If you are feeling stuck in the wrong career read on – thanks to Wise Goose graduate and career coach Lucy Weldon for sharing her thoughts in this post…
A new year often kick-starts conversations about the future. You might be thinking about changes that need to be made around your career or your current job. Time away over a festive period can bring a different perspective. What matters is action and not letting the months slip by. Here are some typical predicaments that you may have talked about over Christmas and the New Year period.
Do you continue to grit your teeth in a job you don’t like? Feeling stuck? There are a number of factors that influence how you feel about your job. Here’s a rule of thumb (from Ann Guo, Passion Analytics, USA) for how long you should ‘suck up’ a job. In your 20’s, it’s four years; in your 30’s, it’s two years; in your 40’s, it’s 1 year; in your 50’s, it’s 6 months. How long have you been in a job that you don’t like?
If you don’t like your job, be clear on the reasons. And if you’re not sure what they are, go and talk them through with someone, as well as start to explore what you could do. There’s lots of aspects that could improve your lot before you change job. But if it is a change that you are looking for, there is plenty of advice available. Start with friends and family; then go and talk to peers/colleagues or someone who’s recently changed job. Be positive. It helps achieve the right outcome.
You’re coming to the end of this particular career path, what else can you do? It’s a great question and so relevant today. It can also be about a change that is being forced on you. Are you a specialist? Have you been in the same company or in the same kind of role for a long time? You might be a bit rusty when it comes to CV writing and interviewing, let alone looking for a new role. A bit of courage can also come in handy as well as a proper professional process to look at what you do next and how to manage the transition successfully. Multiple careers with on-going personal development are the hallmarks of the world of work now and going forwards (The 100-year life. Gratton & Scott).
What are you going to do when you retire? You still love working. Well, you don’t have to retire and maybe you can’t afford to retire yet. Statistics about pensions and the lack of funding in pensions are well known. It’s important to have an idea of what life looks like after the official retirement takes place and financial plans are made. Working, keeping one’s hand in, contributing, keeping the finances going are characteristics of our society now. It can be a great time to consider new opportunities. PWC predicts that self-employment is a growing trend, over the next 10 years. The Office for National Statistics estimates that around 1 in 5 people aged over 50 is self-employed, a higher proportion than for any other age group. You might become an olderpreneur.
What’s the advice?
So, for all these predicaments (and others), there is no set piece of advice.
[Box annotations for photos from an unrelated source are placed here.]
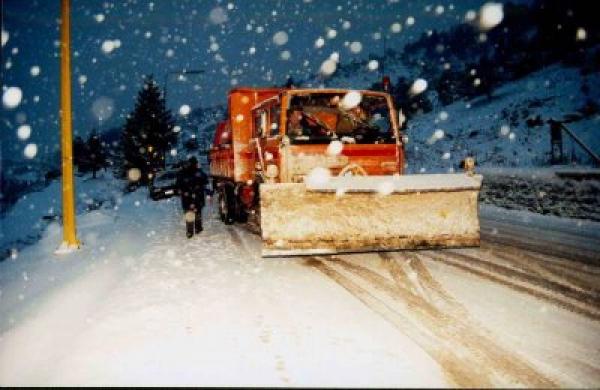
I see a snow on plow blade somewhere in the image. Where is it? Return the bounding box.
[260,174,482,256]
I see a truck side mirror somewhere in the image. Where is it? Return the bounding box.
[260,111,269,137]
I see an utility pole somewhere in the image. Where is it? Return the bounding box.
[57,0,79,253]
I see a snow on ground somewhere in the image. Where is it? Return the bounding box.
[0,171,124,259]
[480,167,600,221]
[406,66,600,172]
[0,178,600,387]
[0,191,444,386]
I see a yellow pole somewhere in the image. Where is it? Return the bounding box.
[60,0,79,248]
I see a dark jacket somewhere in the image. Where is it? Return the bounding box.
[176,166,208,211]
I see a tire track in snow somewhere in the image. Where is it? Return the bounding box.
[482,245,600,298]
[443,250,600,307]
[307,254,556,387]
[423,251,600,321]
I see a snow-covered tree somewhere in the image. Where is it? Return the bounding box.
[121,76,177,184]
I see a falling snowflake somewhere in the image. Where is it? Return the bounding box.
[17,125,31,141]
[479,3,504,30]
[208,7,228,24]
[2,87,23,110]
[273,31,288,46]
[101,39,115,54]
[179,104,192,116]
[339,91,362,110]
[23,144,37,159]
[327,140,344,156]
[349,41,362,54]
[367,60,379,71]
[315,37,325,49]
[409,79,427,95]
[29,65,41,77]
[2,29,10,47]
[319,58,337,76]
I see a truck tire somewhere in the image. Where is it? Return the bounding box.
[219,184,236,225]
[234,185,248,223]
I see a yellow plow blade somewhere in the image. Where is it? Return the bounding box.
[260,174,482,256]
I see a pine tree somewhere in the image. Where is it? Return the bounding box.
[122,76,177,184]
[87,130,107,179]
[73,136,89,173]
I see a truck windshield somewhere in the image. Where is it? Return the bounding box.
[287,91,394,144]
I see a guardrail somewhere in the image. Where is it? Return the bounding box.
[548,119,600,166]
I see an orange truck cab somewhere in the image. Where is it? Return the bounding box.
[209,88,404,224]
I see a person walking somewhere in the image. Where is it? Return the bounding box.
[176,157,208,238]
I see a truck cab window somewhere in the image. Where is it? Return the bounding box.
[287,92,395,144]
[269,104,281,137]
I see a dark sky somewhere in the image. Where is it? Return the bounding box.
[1,0,520,163]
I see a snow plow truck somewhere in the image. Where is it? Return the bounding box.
[209,88,482,256]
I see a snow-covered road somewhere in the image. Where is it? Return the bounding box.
[0,191,600,387]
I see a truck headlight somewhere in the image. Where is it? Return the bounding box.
[265,164,279,180]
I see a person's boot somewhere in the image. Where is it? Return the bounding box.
[194,213,204,234]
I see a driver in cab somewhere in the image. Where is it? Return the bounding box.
[288,109,326,137]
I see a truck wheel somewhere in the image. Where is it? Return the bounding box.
[234,186,248,223]
[219,185,235,225]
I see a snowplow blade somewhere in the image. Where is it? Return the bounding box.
[260,174,482,257]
Career advice is bespoke and should be holistic and thorough.
‘look before you leap’ kind of career coach when it comes to any major change. It needs thinking through. It can be a combination of ‘head’ and ‘heart’ that helps you make a decision. But there is a professional process available. A coaching conversation will give you clarity, confidence and a much firmer grip on what needs to happen.
There are steps that can be taken to reduce uncertainty about the future. But what I am certain about is that ‘managing uncertainty’ is a skill that helps inordinately in life. It’s the knowing when to push, when to wait and allow luck, the Universe, or whatever to intervene, provided the groundwork is done.
The groundwork takes time and effort. It’s all about building a sustainable career that addresses your needs today and it’s always good practice to keep one eye on the future. Don’t wait for a crisis. Keep up to date by talking to people, know what’s happening in terms of market trends and keep your network thriving.
Lastly, I want to talk about money. Life is often fundamentally shaped by this. Terry Waite, once envoy to the Archbishop of Canterbury, was kidnapped in Hezbollah in January 1987 and held captive for nearly 5 years. In an interview in the Sunday Times recently, he said that his most important lesson about money was that whilst you must make sensible plans for the future, live each day as it comes and live it as fully as you can. In other words, don’t let financial concerns dominate at the expense of your day to day life. That’s beautifully balanced advice in my book.